Redação Publicado em 17/12/2020, às 00h00 - Atualizado às 12h48


“Soubemos neutralizar parte do jogo por dentro. Colocamos como contraveneno nossa agudez, nossa intensidade. Encaixou, deu certo”. O relato é de Cuca, ao explicar a eletrizante e de certa forma surpreendente goleada do Santos na Libertadores, por 4 a 1, que classifica a equipe para as semifinais.

No papel, no tempo de trabalho e no dinheiro, o Grêmio é muito superior ao Santos. Só não foi superior no jogo. Dentro de campo, as duas partidas foram inteirinha de Cuca e de sua estratégia de encaixes por marcação.

Os chamados “encaixes de marcação”, ou a “marcação por encaixes”, são um jeito muito brasileiro de jogar. Nasceu na década de 1950, com Zezé Moreira, e influenciou Zagallo e Telê, jogadores naquela época. É um jeito que acompanhou Cuca em todas suas equipes, até foi motivo de crítica no Palmeiras, e que retorna com força no Santos. Leia mais essa matéria para entender a origem desse modo de organização defensiva.

Cada jogador tem um setor e deve acompanhar o adversário que entra nesse espaço

Os encaixes funcionam assim: cada jogador tem um determinado setor. Uma área que é dele. Dentro desse setor, a principal referência de ação é o adversário. Se o adversário entra na zona, então ele deve ser marcado de perto.

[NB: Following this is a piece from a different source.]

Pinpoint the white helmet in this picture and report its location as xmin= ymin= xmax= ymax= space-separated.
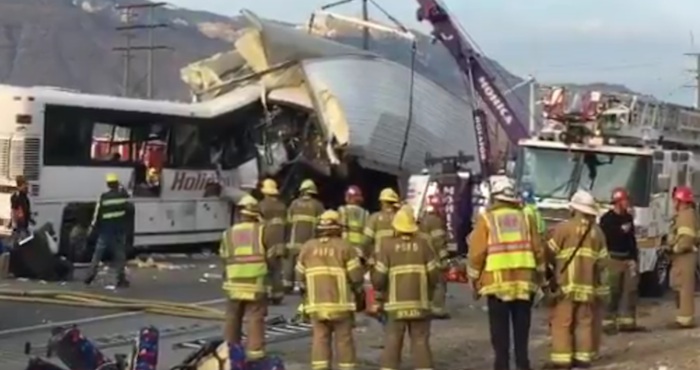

De modo oficial, a marcação por encaixes é uma marcação mista, que usa um pouco de espaço e um pouco de individual como referências. Veja que, na imagem, os dez santistas estão próximos dos adversários que estão em seus setores.

Santos praticando os encaixes. Perceba Madson acompanhando Pepê — Foto: Reprodução/Léo Miranda

Santos praticando os encaixes. Perceba Madson acompanhando Pepê — Foto: Reprodução/Léo Miranda

Observe as consequências desse movimento: Madson não está alinhado com os outros defensores porque acompanhou Pepê. Já Lucas Braga está mais recuado que Jonathan. Não é dublê de lateral, é porque a referência dele, Victor Ferraz, estava dando amplitude pela direita na iniciação do ataque do Grêmio.

Não tem problema nenhum não formar linhas defensivas ou não fechar o espaço. Toda ideia no futebol, e um pouco na vida, podem dar certo se forem executadas em sua plena lógica. Se cada um fazer sua parte.

Quando o Grêmio tira a bola da pressão, porque Marinho não deixou Diogo Barbosa jogar, todos os santistas continuam acompanhando suas referências. Perceba que Alison começa a correr para perseguir Jean Pyerre, que foi duramente marcado pelo camisa 5 no jogo. Todo mundo faz esse movimento, menos Lucas Braga e Felipe Jonathan…eles fazem um movimento importantíssimo, que o Santos usou e abusou contra o Grêmio: as trocas rápidas de marcador.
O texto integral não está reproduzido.